Op grond van het huidige artikel 17 van verordening 1986/2006 vindt, indien door de verweerder tegen een betalingsbevel een verweerschrift wordt ingediend, voortzetting van de procedure plaats volgens de nationale regels van burgerlijk procesrecht, tenzij eiser heeft verzocht in dat geval de procedure te staken. Op grond van het gewijzigde artikel 17 kan voorzetting ook plaatsvinden volgens de regels van de Europese procedure voor geringe vorderingen, indien van toepassing. Eiser kan aangeven welke van deze beide procedures hij op zijn vordering toegepast wil zien in de procedure die volgt bij indiening van een verweerschrift.
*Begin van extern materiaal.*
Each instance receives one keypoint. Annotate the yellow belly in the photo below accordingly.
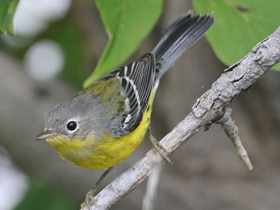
(107, 152)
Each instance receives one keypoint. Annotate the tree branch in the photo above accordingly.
(208, 108)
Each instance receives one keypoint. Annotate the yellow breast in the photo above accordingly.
(107, 152)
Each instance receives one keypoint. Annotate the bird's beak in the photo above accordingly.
(45, 135)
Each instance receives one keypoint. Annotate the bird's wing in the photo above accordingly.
(137, 80)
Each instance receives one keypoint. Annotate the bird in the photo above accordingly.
(104, 123)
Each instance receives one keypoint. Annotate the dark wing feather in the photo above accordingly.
(137, 80)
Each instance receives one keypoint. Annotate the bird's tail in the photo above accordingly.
(178, 37)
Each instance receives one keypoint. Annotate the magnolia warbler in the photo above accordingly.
(104, 123)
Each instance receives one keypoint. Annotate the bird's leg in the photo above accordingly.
(90, 195)
(160, 150)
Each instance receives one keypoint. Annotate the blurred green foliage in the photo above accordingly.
(7, 10)
(127, 24)
(46, 198)
(239, 25)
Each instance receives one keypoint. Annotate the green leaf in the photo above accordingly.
(7, 11)
(239, 25)
(127, 23)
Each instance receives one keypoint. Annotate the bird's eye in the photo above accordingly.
(71, 126)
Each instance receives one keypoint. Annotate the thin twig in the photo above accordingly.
(232, 131)
(207, 109)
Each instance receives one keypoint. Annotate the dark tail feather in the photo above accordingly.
(179, 37)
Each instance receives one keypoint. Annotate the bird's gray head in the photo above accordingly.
(80, 116)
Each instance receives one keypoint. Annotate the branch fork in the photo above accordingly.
(210, 107)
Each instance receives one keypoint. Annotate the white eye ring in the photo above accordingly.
(72, 125)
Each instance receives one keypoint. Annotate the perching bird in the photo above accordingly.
(105, 123)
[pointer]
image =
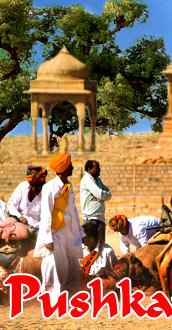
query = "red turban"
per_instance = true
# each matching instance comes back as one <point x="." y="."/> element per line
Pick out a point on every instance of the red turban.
<point x="60" y="162"/>
<point x="36" y="173"/>
<point x="118" y="222"/>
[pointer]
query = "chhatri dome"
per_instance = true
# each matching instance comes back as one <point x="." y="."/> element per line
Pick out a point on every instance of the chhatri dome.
<point x="63" y="65"/>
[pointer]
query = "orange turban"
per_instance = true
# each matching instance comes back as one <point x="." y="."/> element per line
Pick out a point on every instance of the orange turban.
<point x="60" y="162"/>
<point x="118" y="222"/>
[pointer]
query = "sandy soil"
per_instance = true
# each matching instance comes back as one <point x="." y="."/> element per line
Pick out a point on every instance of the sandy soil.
<point x="32" y="317"/>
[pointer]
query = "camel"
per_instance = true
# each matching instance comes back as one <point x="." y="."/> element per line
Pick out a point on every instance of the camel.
<point x="140" y="266"/>
<point x="164" y="264"/>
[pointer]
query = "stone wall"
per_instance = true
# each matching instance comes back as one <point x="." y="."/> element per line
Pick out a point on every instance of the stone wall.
<point x="136" y="189"/>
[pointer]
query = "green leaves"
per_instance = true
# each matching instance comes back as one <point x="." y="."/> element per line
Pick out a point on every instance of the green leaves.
<point x="130" y="82"/>
<point x="115" y="103"/>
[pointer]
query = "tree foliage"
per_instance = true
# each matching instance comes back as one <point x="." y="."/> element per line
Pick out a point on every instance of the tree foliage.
<point x="130" y="82"/>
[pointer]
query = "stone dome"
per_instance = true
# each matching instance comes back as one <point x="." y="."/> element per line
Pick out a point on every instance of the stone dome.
<point x="63" y="65"/>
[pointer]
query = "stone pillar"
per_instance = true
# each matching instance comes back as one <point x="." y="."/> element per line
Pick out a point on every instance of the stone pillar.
<point x="34" y="135"/>
<point x="45" y="136"/>
<point x="93" y="136"/>
<point x="34" y="116"/>
<point x="166" y="135"/>
<point x="93" y="117"/>
<point x="81" y="117"/>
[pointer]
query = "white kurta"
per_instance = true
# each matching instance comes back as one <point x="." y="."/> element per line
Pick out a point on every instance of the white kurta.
<point x="93" y="194"/>
<point x="60" y="268"/>
<point x="138" y="235"/>
<point x="20" y="205"/>
<point x="3" y="210"/>
<point x="106" y="258"/>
Als eiser dit niet heeft aangegeven of als hij heeft verzocht om toepassing van de regels van de Europese procedure voor geringe vorderingen op een vordering die niet onder het toepassingsgebied van die verordening valt, gaat de procedure over naar de nationale civiele procedure. De overgang vindt niet plaats als eiser nadrukkelijk heeft verzocht deze niet te laten plaatsvinden. Deze overgang naar een van beide procedures wordt beheerst door het recht van de lidstaat van oorsprong (de lidstaat waar het Europees betalingsbevel is uitgevaardigd).

In verordening 2015/2421 is in artikel 7, vierde lid, met deze wijziging van artikel 17 rekening gehouden. In dit lid is bepaald dat de eiser in een aanhangsel van het verzoek aan het gerecht kan aangeven welke van de in artikel 17, lid 1, onder a en b, vermelde procedures hij eventueel in een latere civielrechtelijke procedure op zijn vordering toegepast wil zien als de verweerder een verweerschrift tegen het Europees betalingsbevel indient. Ook in artikel 25 wordt met de wijziging van artikel 17 met betrekking tot de voortzetting in de geringe vorderingenprocedure rekening gehouden.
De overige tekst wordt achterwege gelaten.